In October 1915 the Bishop’s letter, once again, offered the primary commentary on the war and Home Front. Bishop Winton, again anticipating rainy days at the war’s conclusion, called for those at home to do what they could ‘to reduce spending on things for which money has to go out of the country… to add (if possible) to home production; and if any of us make any profits out of the war… to put the bulk of that into the War Loan’. Such an effort, he argued, ‘may not only win the war… but also be an incalculable moral benefit to the nation, without [which] victory, if it were possible, might be a curse and not a blessing’. He also contrasted the situation at home with that in Germany where ‘by all accounts [they are] working like one man, throwing the whole of its heart and its wonderful industry into winning the war’, and where ‘one is told… all the Lutheran Churches… are full with praying people’.
As in Oxshott, the Men’s Club of Stoke D’Abernon was feeling the effects of war-time and, in November 1915, it was reported that the resultant fall in membership and attendance had left a debit balance on the annual accounts of £4 10s. 81/2d. As often seemed to be the case in Oxshott, Mrs Bowen-Buscarlet stepped into the breach, offering to clear the deficit.

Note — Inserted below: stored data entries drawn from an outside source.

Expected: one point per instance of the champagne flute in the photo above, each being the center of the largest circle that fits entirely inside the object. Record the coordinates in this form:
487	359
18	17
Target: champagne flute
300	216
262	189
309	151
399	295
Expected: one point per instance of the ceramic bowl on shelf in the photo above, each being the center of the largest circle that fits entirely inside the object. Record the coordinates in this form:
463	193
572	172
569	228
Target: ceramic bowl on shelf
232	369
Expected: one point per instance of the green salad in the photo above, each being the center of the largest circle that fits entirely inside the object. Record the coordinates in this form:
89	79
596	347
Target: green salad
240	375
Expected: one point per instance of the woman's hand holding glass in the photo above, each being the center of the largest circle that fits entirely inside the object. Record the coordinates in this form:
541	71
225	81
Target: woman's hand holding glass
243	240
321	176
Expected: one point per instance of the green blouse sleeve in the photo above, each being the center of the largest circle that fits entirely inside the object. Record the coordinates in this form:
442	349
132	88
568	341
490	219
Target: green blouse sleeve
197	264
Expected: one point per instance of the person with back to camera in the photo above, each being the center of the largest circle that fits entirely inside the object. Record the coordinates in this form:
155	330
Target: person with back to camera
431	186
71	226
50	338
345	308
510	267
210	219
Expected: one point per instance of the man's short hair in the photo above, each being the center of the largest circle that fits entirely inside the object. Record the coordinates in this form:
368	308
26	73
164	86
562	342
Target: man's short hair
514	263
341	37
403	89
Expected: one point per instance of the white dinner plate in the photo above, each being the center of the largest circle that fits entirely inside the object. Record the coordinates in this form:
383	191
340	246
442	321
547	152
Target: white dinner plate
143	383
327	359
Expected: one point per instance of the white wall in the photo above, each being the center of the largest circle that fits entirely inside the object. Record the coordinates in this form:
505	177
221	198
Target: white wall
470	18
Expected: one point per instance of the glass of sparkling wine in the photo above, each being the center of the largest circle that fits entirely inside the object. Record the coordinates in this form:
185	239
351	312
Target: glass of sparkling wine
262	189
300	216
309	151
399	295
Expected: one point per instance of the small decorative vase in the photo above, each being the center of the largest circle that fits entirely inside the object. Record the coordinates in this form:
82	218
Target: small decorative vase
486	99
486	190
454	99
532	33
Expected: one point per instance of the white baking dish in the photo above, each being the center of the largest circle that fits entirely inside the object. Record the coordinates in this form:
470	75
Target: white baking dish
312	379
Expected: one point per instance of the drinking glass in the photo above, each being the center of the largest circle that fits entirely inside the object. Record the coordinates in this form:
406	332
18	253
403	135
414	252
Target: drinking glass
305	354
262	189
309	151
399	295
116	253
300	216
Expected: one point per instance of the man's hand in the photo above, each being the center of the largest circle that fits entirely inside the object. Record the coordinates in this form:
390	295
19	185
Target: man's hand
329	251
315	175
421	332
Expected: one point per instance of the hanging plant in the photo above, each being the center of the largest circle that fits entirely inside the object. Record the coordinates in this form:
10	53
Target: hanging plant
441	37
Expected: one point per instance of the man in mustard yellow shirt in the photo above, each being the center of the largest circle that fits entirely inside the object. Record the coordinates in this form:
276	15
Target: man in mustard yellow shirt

On Trafalgar Day, which had been set apart throughout England as ‘Our Day’ in support of the work of the Red Cross, both the parishes of St Mary’s and St Andrew’s collected funds for the Society, to the sum of £26 45. 9d. and £100 2s. 4d. respectively.
The magazines this month closed with the sad news of the deaths of Archibald Rowan-Hamilton and Reginald Carter, and, in the St Andrew’s magazine, there was also a list of those who were currently wounded, sick, or reported missing.
As the first full year of the conflict drew to a close, December 1915 in both parishes saw an appeal for presents of ‘turkeys, plum puddings, mince-meat, fruit, crackers, cakes, or any Christmas fare’ for the Red Cross Hospital at the Red House in Leatherhead.
In Stoke D’Abernon an invitation was extended to children and grown-ups to bring a toy or article of clothing to the Church on December 12, as a Christmas gift for the children of the sailors and soldiers serving in the war. Mr W. Bruce Bannerman, who transcribed and edited the parish register, offered to send 10 or 20 copies to be sold at £1 1s. 0d. each, on the condition that the money was ‘credited to the Red Cross or other fund in your parish for the relief of the widows of any soldiers killed in Freedom’s Cause or of wounded soldiers (whether natives of or residents of your parish)’ and that the names of subscribers were published or fixed on the Church door. Finally, mixing philanthropy with pleasure, it was reported that the Men’s Club had held a well attended whist drive, the proceeds of which were to be handed to the Red Cross.
In Oxshott, a memorial service was held on Sunday November 28 for those who had fallen. All those who had laid down their lives from the parish were mentioned by name, and two buglers, who were given leave to attend from the East Surrey Regiment, played the ‘Last Post’. With news of the loss of local men Frederick Cotterell, Walter Akerman, and Hubert William Selby from the 7th Battalion of the East Surreys, on October 13 at the Battle of Loos, the year ended on a sombre note.
St Mary’s, Stoke D’Abernon, and St Andrew’s, Oxshott, Parish Magazines, January to December 1915, SHC Ref. 8909/8/1/4.